Will HR battle against AI?
Will jobs rapidly disappear under the onslaught of AI or will AI meet its match? Will governments find new ways to manipulate us, or will the AI boom simply backfire on them?
If one reads all the literature, it is easy to get carried away by the potential impact of AI on our future lives. The fear of AI and automation is still high amongst most people.
Those with the required IQ scores of 130 plus, sufficient to drive AI innovations, amount to just 2.5% of the population. There is already a huge cost premium on AI-related skills, and only those with the biggest purses will secure the necessary talents. The advance of AI will do nothing to improve the rivalry of political regimes, and may even encourage them to believe they could win huge advantages through military confrontation. AI could even convince its human guardians that it can cope with irrationality, and that because it can imitate human thinking it is the same as the real thing.

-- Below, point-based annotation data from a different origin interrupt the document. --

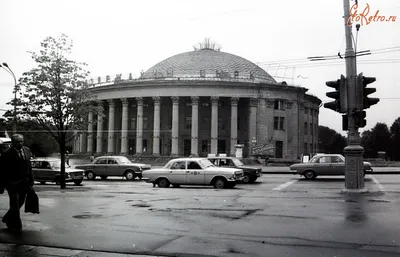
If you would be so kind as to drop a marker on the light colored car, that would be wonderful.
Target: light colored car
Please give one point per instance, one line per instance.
(193, 171)
(325, 165)
(49, 170)
(105, 166)
(250, 174)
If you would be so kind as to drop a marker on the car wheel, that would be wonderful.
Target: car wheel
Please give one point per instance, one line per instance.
(309, 174)
(77, 182)
(163, 182)
(129, 175)
(219, 183)
(90, 175)
(246, 178)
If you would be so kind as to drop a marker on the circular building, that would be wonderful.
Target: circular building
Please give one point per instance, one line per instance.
(201, 102)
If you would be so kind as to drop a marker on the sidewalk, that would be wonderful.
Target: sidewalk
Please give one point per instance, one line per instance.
(7, 250)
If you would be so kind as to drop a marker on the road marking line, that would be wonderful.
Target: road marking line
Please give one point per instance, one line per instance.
(285, 185)
(377, 182)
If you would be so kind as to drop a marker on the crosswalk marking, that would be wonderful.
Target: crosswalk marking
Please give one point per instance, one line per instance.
(285, 185)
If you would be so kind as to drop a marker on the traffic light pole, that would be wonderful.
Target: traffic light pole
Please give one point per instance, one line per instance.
(354, 174)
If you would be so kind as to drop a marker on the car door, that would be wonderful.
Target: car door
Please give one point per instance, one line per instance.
(100, 166)
(112, 168)
(176, 172)
(195, 174)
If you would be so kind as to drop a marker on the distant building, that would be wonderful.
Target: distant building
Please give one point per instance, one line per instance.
(200, 102)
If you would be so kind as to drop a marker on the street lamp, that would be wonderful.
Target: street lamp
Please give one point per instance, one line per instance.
(15, 94)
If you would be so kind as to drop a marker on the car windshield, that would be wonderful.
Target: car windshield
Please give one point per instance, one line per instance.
(123, 159)
(237, 162)
(314, 159)
(206, 163)
(57, 164)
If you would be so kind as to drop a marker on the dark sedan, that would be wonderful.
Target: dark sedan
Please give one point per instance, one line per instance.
(49, 170)
(105, 166)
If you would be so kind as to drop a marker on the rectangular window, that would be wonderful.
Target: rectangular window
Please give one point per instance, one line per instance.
(144, 145)
(133, 123)
(204, 146)
(279, 123)
(282, 123)
(276, 122)
(278, 149)
(278, 105)
(221, 124)
(188, 122)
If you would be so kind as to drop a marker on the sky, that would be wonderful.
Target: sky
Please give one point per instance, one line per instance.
(128, 36)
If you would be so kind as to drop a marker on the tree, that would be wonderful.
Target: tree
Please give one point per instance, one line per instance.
(55, 93)
(395, 140)
(330, 141)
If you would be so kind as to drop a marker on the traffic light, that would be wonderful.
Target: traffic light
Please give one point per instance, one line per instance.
(345, 122)
(340, 95)
(362, 83)
(360, 120)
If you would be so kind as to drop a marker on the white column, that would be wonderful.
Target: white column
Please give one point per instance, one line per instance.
(214, 124)
(234, 107)
(195, 126)
(111, 132)
(139, 126)
(90, 132)
(175, 126)
(156, 126)
(252, 124)
(99, 143)
(124, 127)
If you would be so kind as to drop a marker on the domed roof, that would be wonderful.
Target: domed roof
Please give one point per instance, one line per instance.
(207, 63)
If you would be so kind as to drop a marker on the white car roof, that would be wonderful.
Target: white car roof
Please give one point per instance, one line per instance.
(188, 159)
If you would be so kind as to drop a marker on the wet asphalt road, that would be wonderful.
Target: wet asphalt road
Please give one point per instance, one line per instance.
(280, 215)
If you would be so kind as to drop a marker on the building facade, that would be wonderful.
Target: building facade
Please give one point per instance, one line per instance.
(201, 102)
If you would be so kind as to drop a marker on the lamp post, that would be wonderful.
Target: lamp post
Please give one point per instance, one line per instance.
(15, 94)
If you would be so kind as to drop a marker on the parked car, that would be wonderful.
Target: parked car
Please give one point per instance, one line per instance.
(325, 165)
(105, 166)
(49, 170)
(193, 171)
(250, 174)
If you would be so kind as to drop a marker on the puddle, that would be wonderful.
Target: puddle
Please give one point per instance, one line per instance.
(87, 216)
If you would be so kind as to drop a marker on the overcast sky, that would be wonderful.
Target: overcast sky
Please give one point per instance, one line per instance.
(127, 36)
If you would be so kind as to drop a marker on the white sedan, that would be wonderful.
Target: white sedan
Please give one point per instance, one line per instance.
(193, 171)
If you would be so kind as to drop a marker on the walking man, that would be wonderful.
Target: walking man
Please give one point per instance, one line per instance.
(16, 178)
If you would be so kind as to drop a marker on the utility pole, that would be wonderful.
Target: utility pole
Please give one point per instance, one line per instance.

Philosophy will be for the playpen and areas where there can be no right answers, or just a perpetual tautology, regarded as intellectually suspect and ignored. Is this the only possible future? Might there be an equally credible, if rather surprising, alternative?
Curiously, the economic focus of multinationals holds out much more hope for humanity than that presented by politics. Companies continue to need consumers and the greater their sophistication the bigger the market they will represent. Socially, the interests of multinationals may come to be at odds with governments, especially if the latter seek to tax companies more to make up for lost income tax revenues as job numbers dwindle. Multinationals will, because of their global reach, also have more power and influence than even the largest national governments. Even today, Walmart has higher annual revenue than Spain, and Royal Dutch Shell more than the revenue of Sweden. Therefore, the greatest rivalry may end up as not between governments, but between governments and multinationals.
So, how does HR fit into this seemingly disturbing equation? According to Robin Chater, Secretary-General of the leading think tank the Federation of International Employers (FedEE) the answer is that it has a potentially leading part to play - if it will only seek to play it.
He said, "The loss of jobs to technology will no doubt tear the heart out of HR temporarily, but it will also strengthen another role that HR has long possessed. For HR is, above all, the human conscience of the organisation. It acts, sometimes unwittingly, as a huge curb on the impulses of fellow managers, preventing them from making narrow and short-sighted decisions to satisfy the latest executive fad or just go for profit at all costs. No company will ever be able to operate without some personnel and to the extent that their needs are addressed, so will the ultimate needs of suppliers, customers and the public at large."
Also according to Mr Chater, "As corporations rely fundamentally on the sense, level-headedness and wisdom of HR, so will these qualities elude the designers of AI systems. Kindness, integrity, ontological lateral thinking, irony, justice, reputation, a conscience and emotional intelligence are never going to be something that a non-human entity can ever truly exhibit. At best, they will be false, contrived and, because they will always prove to be too precious to be lost, mark the limits of AI's reach."